As UK universities undergo unprecedented internationalisation, they struggle to shape a plethora of cultural and social capitals into an educational environment that is fair and equitable for all. ‘While academia has opened its doors, it has been unwilling or unable to dismantle the norms, networks, and practices that reproduce white, rich male privilege’ states Shilliam (Shilliam, 2014, p.15). With existing concepts of social justice proving adequate, lecturers seek new interpretative models of inclusivity.
In teaching MA Fine Art, Illustration and Drawing, communities of practice are facilitated through discussion, collaboration and engagement between students of differing backgrounds, nationalities, life experiences and neurodiversity. Critical reflection and experiential learning are deeply embedded in these courses and their assessment. The documents that result, support and narrate an individual’s developmental journey, whilst contextualising the self within wider discourses and debates. Reviewing these textual and visual outputs in the context of unconscious gender bias, led me to consider the trajectory of autobiography in terms of diversity.
This article is a launchpad for further enquiry.
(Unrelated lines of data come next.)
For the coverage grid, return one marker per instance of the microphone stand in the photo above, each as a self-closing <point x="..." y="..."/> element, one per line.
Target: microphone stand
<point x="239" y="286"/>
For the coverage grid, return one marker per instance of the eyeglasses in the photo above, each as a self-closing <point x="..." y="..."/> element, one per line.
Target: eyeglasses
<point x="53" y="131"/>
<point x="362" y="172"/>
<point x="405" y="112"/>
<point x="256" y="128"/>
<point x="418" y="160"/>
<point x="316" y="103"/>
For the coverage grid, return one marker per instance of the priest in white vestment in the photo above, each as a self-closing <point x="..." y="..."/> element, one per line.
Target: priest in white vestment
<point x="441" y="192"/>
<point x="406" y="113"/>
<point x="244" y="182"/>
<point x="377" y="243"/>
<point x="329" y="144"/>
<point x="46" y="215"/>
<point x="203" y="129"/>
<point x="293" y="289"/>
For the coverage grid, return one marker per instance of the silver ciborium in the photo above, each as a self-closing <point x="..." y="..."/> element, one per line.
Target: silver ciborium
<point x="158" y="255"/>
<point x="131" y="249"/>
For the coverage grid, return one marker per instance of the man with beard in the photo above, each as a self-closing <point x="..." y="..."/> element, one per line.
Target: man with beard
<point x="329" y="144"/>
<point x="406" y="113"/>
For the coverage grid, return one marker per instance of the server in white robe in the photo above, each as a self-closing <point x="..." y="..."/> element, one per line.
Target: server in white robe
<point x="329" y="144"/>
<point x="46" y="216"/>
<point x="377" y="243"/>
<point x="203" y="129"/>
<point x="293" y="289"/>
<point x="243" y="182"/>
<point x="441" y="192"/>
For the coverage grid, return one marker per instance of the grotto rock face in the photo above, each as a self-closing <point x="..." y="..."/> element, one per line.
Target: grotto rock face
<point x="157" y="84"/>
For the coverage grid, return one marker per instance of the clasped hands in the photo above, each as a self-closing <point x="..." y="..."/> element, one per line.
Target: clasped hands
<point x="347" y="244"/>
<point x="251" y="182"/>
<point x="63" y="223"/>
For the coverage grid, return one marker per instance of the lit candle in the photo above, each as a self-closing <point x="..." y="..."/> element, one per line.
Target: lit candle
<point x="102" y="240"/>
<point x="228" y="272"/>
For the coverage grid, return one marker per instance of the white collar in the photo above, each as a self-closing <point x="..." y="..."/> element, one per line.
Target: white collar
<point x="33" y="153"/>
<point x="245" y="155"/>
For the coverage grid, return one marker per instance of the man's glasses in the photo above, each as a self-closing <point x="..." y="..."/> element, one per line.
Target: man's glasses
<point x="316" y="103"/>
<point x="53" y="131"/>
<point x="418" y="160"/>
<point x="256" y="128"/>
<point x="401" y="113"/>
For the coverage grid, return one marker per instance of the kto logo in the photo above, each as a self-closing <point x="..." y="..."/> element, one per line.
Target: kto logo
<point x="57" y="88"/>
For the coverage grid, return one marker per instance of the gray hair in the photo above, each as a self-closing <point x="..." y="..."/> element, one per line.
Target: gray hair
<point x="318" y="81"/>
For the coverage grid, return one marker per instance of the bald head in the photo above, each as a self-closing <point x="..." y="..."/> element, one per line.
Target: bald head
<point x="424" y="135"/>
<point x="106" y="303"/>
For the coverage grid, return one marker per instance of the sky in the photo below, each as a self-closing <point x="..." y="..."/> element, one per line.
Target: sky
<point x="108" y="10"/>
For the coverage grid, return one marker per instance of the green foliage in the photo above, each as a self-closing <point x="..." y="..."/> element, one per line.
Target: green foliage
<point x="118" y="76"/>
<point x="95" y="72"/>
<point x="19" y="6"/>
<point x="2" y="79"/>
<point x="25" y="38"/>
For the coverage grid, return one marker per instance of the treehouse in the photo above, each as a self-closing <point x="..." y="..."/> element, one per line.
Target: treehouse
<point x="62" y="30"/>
It questions whether present-day assessments somehow mirror the patriarchal attributes of men’s autobiographies that traditionally focused on power, success and achievement within the public realm. It also examines the more personal, introspective modes of women’s day-to-day self-referential writings for more useful approaches. Perhaps the memoirs, house-keeping records, correspondence and diaries representing women’s real-life narratives have specific relevance to students reflecting and analysing their progress. Feminist artists strategically constructed autobiographies to accentuate the issues women faced. Maybe students could appropriate these methodologies to re-imagine, re-present and rewrite their learning experiences. Autobiography encompasses the subjective, embodied and relational complexities of memory, narrative, creativity, identity, experience and intentionality (Smith & Watson, 2012, p.8). Given these characteristics, the genre arguably demands more consideration in art education.